Pouco mais de dois anos após ser sancionado, o Marco Civil da Internet foi finalmente regulamentado na noite de anteontem, horas antes de a presidente Dilma Rousseff ser afastada do cargo. O decreto, publicado em edição extra do Diário Oficial da União, entra em vigor em 30 dias a partir da data de publicação. Com o novo texto – que recebeu alterações após quatro consultas públicas – o governo estabelece regras mais claras para garantir a neutralidade de rede, um dos princípios centrais do Marco Civil da Internet.

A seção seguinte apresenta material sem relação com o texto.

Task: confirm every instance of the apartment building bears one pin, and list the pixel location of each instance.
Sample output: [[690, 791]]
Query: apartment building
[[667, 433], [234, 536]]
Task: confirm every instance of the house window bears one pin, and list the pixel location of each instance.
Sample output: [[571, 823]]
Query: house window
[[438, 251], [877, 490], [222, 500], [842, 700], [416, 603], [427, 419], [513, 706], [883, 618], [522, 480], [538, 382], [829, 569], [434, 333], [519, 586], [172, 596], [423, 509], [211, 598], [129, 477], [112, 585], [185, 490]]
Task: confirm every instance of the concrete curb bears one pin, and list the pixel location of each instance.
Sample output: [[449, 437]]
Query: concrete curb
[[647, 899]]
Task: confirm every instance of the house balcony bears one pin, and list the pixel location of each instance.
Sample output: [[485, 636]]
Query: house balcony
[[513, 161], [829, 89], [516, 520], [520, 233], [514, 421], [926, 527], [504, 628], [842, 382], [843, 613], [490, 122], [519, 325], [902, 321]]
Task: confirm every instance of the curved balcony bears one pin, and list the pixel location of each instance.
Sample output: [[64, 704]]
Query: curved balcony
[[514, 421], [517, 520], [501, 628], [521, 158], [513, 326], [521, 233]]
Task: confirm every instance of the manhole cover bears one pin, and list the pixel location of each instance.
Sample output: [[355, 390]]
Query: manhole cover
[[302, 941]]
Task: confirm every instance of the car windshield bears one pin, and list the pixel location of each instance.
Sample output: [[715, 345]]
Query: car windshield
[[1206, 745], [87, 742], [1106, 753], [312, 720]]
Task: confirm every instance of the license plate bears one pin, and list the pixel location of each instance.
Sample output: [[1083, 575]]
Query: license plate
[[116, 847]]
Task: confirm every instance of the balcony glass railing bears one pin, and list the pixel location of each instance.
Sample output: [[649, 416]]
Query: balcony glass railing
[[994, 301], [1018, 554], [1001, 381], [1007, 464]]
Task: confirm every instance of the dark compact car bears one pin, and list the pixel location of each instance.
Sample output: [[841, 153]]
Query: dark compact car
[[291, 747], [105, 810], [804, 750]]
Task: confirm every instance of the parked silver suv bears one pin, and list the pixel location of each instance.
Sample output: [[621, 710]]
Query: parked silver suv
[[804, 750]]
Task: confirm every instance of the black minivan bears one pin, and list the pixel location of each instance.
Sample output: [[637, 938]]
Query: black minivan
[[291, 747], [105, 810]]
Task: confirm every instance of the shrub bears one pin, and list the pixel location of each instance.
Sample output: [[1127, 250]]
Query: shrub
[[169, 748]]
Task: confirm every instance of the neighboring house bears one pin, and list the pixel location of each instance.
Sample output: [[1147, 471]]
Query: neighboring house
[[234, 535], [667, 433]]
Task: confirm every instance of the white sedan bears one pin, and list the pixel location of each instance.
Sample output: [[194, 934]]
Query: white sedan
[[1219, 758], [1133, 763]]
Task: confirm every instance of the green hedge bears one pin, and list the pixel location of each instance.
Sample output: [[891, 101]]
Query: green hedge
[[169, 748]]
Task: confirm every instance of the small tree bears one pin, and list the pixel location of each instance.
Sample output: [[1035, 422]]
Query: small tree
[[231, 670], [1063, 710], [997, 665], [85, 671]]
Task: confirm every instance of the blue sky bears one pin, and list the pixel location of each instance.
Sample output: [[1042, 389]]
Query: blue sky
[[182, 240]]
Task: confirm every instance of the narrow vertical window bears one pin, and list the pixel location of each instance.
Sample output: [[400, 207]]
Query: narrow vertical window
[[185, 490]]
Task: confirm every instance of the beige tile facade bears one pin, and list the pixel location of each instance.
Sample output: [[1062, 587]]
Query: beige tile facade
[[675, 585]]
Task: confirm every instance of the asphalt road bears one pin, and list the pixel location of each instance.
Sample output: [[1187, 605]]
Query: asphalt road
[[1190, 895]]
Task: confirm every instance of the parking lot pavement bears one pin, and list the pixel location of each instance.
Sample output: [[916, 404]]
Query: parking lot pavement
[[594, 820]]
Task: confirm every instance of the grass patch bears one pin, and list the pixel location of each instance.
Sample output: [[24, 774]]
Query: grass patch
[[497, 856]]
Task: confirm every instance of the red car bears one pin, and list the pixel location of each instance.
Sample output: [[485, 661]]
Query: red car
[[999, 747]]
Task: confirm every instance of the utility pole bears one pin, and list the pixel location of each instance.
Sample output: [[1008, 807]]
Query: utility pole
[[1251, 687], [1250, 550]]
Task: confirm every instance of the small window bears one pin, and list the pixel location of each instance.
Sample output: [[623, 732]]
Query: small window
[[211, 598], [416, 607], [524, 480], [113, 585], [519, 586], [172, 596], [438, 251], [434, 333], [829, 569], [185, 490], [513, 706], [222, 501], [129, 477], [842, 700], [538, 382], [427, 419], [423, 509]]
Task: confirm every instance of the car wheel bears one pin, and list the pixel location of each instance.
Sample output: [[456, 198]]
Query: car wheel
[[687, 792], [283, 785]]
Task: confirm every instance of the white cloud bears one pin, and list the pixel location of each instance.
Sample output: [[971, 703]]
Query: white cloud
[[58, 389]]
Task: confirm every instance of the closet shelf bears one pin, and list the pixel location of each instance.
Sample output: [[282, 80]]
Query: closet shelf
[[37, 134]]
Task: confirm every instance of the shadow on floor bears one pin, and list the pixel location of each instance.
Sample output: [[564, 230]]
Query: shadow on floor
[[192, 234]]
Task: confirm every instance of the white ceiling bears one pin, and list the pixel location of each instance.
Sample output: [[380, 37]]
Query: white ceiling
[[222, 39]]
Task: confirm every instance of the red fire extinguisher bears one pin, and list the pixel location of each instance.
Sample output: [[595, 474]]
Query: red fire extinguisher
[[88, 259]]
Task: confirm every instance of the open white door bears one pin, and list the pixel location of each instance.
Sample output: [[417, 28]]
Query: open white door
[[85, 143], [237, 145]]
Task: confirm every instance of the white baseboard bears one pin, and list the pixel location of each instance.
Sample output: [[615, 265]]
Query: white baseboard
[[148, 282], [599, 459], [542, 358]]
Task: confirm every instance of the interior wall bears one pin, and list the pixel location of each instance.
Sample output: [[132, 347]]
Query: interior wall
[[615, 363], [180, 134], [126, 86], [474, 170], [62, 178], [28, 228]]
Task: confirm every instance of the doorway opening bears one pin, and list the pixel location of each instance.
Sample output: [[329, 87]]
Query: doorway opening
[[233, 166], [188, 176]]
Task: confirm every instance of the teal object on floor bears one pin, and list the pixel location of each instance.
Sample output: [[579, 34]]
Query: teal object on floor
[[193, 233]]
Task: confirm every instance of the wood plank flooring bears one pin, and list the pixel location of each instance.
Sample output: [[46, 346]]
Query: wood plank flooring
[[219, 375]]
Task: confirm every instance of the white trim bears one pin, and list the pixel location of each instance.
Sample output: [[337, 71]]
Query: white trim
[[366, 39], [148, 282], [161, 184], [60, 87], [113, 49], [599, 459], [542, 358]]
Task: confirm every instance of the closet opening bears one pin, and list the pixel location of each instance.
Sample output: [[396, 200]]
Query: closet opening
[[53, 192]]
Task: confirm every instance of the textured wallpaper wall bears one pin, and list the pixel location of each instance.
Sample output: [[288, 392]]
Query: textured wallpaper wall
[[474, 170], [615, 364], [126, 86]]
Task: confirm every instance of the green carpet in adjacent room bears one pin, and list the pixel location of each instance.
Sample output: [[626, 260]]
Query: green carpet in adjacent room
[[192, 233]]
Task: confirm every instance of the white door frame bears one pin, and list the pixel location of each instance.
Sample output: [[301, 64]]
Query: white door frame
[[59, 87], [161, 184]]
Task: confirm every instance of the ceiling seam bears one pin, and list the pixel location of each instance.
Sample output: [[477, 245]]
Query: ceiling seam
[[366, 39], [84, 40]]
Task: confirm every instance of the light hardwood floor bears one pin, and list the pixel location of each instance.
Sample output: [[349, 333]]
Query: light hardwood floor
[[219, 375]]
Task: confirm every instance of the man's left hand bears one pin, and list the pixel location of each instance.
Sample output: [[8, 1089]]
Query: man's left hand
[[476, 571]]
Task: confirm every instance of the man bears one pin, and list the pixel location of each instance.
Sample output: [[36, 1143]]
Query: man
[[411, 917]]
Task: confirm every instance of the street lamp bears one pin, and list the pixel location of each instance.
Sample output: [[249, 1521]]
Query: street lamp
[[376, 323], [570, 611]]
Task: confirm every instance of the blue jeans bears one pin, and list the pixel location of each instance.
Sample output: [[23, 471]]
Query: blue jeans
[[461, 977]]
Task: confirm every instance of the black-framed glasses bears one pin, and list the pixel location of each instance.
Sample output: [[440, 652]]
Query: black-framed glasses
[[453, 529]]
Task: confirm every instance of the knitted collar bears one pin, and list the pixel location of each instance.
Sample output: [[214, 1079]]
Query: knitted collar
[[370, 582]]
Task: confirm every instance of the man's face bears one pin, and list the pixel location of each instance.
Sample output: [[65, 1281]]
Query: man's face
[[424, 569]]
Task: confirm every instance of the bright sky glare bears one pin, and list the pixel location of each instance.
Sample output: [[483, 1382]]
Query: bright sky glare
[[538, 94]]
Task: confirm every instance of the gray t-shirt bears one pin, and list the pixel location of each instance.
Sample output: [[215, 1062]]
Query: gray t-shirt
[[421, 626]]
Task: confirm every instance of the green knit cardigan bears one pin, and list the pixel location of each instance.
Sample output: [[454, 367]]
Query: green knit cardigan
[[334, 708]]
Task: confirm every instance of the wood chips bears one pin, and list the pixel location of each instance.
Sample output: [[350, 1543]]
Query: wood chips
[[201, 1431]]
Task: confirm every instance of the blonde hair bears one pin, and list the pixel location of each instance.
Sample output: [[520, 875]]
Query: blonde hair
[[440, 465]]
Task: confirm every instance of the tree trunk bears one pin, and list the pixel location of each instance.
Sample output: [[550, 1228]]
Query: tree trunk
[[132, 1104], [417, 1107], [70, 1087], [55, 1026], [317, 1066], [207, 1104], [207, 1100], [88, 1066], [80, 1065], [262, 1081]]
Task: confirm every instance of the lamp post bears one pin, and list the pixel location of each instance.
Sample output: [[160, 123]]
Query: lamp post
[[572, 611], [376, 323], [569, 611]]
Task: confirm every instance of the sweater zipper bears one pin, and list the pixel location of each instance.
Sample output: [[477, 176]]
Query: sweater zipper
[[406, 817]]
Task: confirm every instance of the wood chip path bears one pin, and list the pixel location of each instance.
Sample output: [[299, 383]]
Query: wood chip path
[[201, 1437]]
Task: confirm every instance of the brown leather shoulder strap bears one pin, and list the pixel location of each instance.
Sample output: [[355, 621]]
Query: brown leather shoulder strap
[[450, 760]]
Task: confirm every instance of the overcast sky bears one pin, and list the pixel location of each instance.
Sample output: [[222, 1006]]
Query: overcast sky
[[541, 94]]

Segundo o decreto, as operadoras só poderão discriminar pacotes de dados que circulam pela rede como “medida excepcional”. A prática só será permitida, caso se mostre “requisito técnico indispensável para a prestação do serviço” ou em caso de “priorização de serviço de emergência”. Na prática, essa regra obriga as operadoras a tratar, da mesma forma, os pacotes de dados dos usuários conectados à rede – seja de quem manda uma mensagem no WhatsApp ou vê um filme no Netflix.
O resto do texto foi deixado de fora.